Strange how anybody living in a land of great spaces, great distances, great mountains, could become so narrow minded, shutting one's eyes to the good and the best and only seeing the worst. Perhaps it was the fault of the politicians, so many of them took only the narrow outlook, saw only the worst instead of the best, that must react upon the community :it must sub-consciously affect a people.

Well, no more narrow outlook for him: he had seen the world now, had lived under other conditions in other lands; he knew that he was jolly well off where he was now and that the country would continue to develop and progress as it had from the beginning. There would, of course, be checks and setbacks and disappointments from time to time, but in the long run it would grow and expand, as all healthy babies grow and expand.

Saturday, February 24, 2007

Fleeting visit

And so, I emerge, ever so briefly from exhaustion, from spreadsheets and unreconciled reconciliations to say a cheery "Hi" to the blog world.

An interesting article here (via
unfogged.com) by Meghan O'Rourke at Slate.com.
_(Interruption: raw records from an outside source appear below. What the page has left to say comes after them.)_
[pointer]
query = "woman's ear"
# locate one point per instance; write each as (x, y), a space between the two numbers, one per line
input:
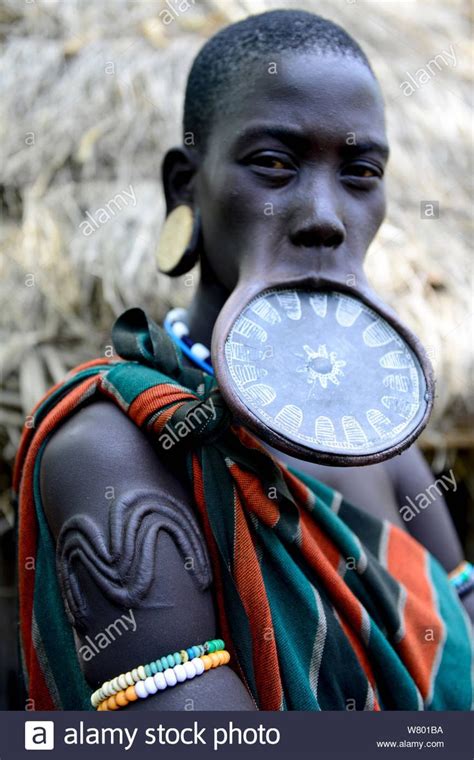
(177, 171)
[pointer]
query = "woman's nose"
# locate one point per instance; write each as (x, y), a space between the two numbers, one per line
(317, 222)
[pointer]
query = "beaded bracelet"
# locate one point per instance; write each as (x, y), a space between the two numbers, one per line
(121, 682)
(462, 578)
(161, 681)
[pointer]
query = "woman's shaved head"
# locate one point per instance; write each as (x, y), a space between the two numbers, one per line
(218, 71)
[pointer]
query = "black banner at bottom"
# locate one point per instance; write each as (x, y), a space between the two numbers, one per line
(230, 735)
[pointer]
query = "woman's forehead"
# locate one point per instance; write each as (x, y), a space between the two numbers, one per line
(306, 94)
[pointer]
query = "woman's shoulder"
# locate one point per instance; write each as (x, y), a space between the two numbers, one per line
(94, 457)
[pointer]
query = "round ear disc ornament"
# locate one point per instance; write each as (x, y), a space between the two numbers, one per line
(324, 377)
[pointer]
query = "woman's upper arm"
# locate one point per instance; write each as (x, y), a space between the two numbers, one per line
(131, 559)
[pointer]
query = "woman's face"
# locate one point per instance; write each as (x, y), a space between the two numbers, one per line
(294, 169)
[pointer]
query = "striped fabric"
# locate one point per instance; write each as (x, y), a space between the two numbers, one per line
(322, 606)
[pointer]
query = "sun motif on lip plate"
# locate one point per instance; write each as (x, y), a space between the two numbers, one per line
(324, 370)
(321, 365)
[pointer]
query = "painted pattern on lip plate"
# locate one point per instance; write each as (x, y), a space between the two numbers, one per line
(326, 371)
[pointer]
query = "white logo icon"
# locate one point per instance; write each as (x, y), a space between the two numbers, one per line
(39, 734)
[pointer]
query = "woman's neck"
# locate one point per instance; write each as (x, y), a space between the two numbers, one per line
(204, 309)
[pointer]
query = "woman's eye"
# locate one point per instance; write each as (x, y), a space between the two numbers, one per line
(362, 171)
(273, 162)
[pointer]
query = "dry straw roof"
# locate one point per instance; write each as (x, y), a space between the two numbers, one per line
(91, 97)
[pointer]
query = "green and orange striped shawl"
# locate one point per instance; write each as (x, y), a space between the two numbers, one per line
(322, 606)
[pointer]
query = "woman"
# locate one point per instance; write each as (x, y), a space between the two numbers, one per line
(194, 532)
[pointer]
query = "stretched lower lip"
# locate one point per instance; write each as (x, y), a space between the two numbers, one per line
(323, 373)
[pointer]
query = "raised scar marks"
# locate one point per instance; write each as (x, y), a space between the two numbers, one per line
(122, 563)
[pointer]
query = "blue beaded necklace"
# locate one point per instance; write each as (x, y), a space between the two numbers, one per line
(176, 327)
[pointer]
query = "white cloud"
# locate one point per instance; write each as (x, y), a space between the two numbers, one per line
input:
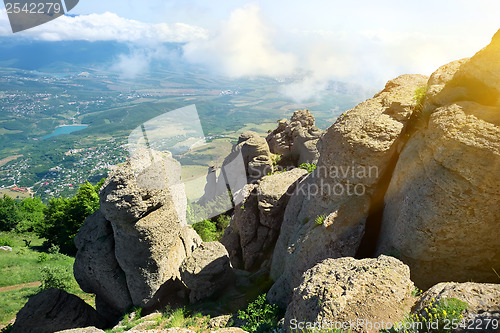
(106, 26)
(242, 46)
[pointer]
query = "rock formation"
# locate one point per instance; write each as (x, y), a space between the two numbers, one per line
(149, 241)
(206, 271)
(55, 310)
(345, 290)
(355, 153)
(256, 222)
(296, 138)
(441, 215)
(483, 303)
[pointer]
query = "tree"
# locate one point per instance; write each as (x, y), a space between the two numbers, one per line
(31, 215)
(64, 217)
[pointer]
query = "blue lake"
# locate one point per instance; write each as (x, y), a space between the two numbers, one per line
(65, 129)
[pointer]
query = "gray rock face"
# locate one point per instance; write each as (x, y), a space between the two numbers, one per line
(355, 152)
(149, 238)
(206, 271)
(256, 155)
(345, 290)
(483, 303)
(96, 268)
(441, 214)
(150, 251)
(297, 137)
(142, 185)
(55, 310)
(90, 329)
(257, 220)
(249, 161)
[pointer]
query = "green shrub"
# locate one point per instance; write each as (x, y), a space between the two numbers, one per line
(259, 316)
(54, 249)
(320, 219)
(308, 166)
(7, 329)
(55, 277)
(212, 230)
(6, 241)
(437, 317)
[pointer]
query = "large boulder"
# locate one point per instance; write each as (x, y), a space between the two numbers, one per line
(96, 268)
(146, 182)
(483, 304)
(346, 290)
(249, 161)
(256, 222)
(296, 138)
(441, 215)
(206, 271)
(326, 215)
(55, 310)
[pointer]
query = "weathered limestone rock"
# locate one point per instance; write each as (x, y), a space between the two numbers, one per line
(206, 271)
(149, 237)
(356, 151)
(55, 310)
(297, 138)
(96, 269)
(249, 161)
(345, 290)
(90, 329)
(219, 321)
(257, 220)
(151, 251)
(143, 184)
(441, 214)
(483, 303)
(256, 155)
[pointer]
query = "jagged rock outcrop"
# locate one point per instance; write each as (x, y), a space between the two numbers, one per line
(90, 329)
(346, 290)
(256, 155)
(96, 268)
(55, 310)
(256, 222)
(249, 161)
(483, 302)
(356, 151)
(441, 215)
(296, 138)
(206, 271)
(149, 241)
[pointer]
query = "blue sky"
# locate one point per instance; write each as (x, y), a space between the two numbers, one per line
(360, 41)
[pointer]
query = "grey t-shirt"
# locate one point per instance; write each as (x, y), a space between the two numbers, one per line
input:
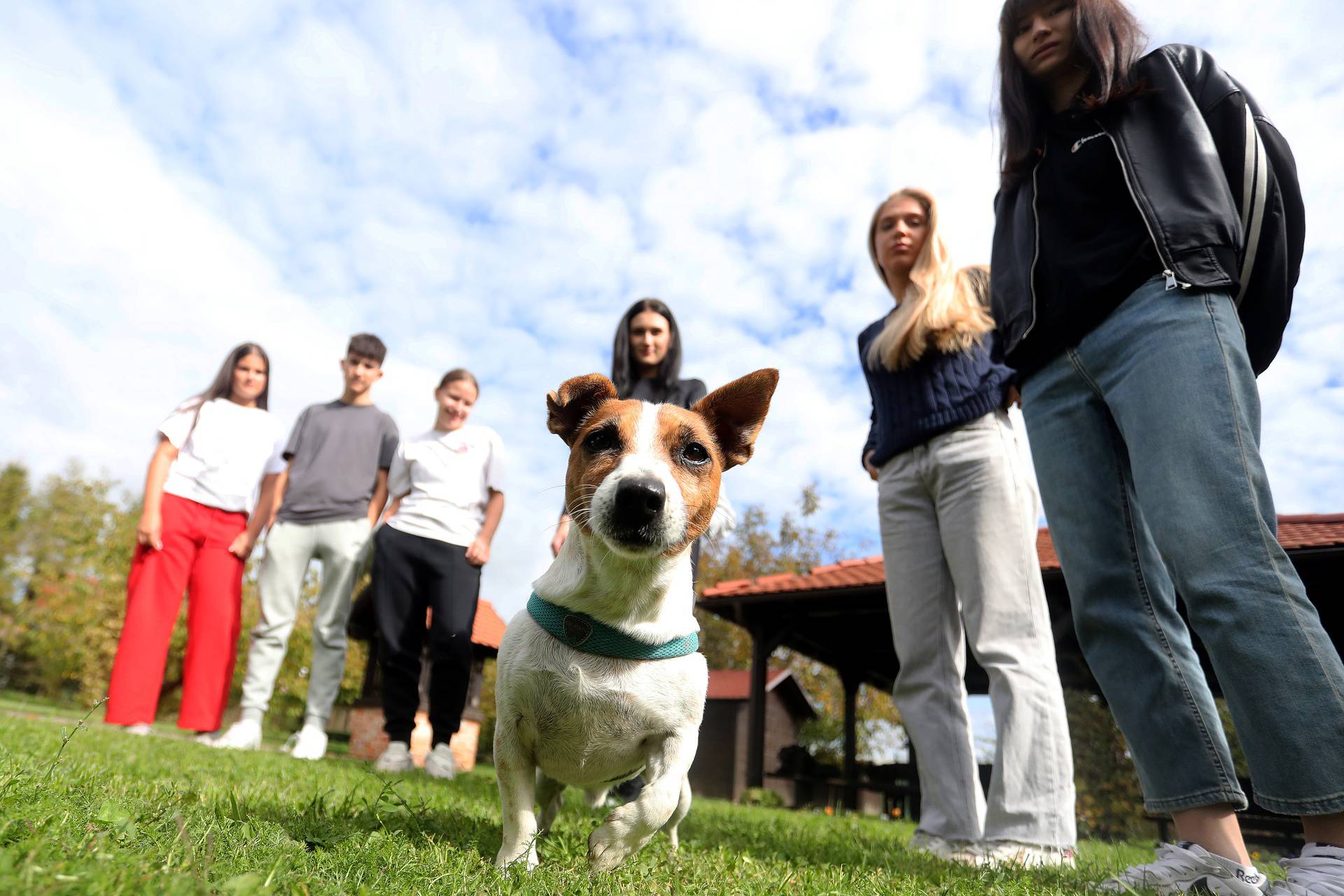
(335, 453)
The new generation of "college kids" is now the "hooking up generation". Really not much different from my early 90's campus life. And as O'Rourke so keenly puts it.

From at least the 1920s (when everyone thought flappers were destroying manners) on through the 1980s (when teen pregnancy rates had everyone alarmed), girls have been hearing that their sex lives are the symbol of generational decadence.

I wouldn't hesitate to suggest that this commodius vicus of recirculation originates way earlier than that.

What has happened in the last month or so? Britney now has no hair*, Bobby Skinstad has a mohawk and a bit of game time for the Sharks, & Harry Potter has no kit on at all.

I am however, just the same as ever - just severely distracted by the pressing need to get some clarity of where and how things stand in my company.

5 months ago I was battling Johannesburg traffic and peddling my dubious skills by the hour for my global master, all work subject to rigorous review. Now, gone is the timekeeping and traffic but I remain under the thumb of a hard task master - all manner of skills being drawn on - a one man, most of the company buck stops at me kind of role. Hiring, retrenching, buying, selling, bargaining, budgeting and unpacking the level of risk that my messy forefathers in this organization left for me. Scorpions under every rock that I dare upend and a flood of cash flowing through a hole somewhere that I have to find before I can plug.

My previous post refers: do I really have any choice at this? Am I predetermined to slave away at my desk, delicately squeezing in what little leisure and family time I can afford to. Could I really tell my boss to bugger off, I'll finish the budget when I have the time. No, hell no. I have no choice. To blog or not blog? I have no choice. I do it when I can. I can only do it when my brain lines up the signals in the right way and lets me do it. A mere treadmill, but one worth deceiving oneself that we have a choice whether to make the most of it or not.

And this children's book furore is a whole lot of balls.

"Scrotum sounded to Lucky like something green that comes up when you have the flu and cough too much," the book continues. "It sounded medical and secret, but also important."

"The word is just so delicious," Ms. Patron said. "The sound of the word to Lucky is so evocative. It's one of those words that's so interesting because of the sound of the
word."

No promises (I have no choice, remember) but hope to back a bit more regularly from here on in.

* check out the bald memorabilia on eBay. Many quick to the bandwagon offering shaved dolls - It's a hoot.

+ as an even more circuitous aside - I arrived at unfogged via the unablogger (who has sadly slowed up his cheesecake delivery to an erratic trickle). Strange being, this internet thing.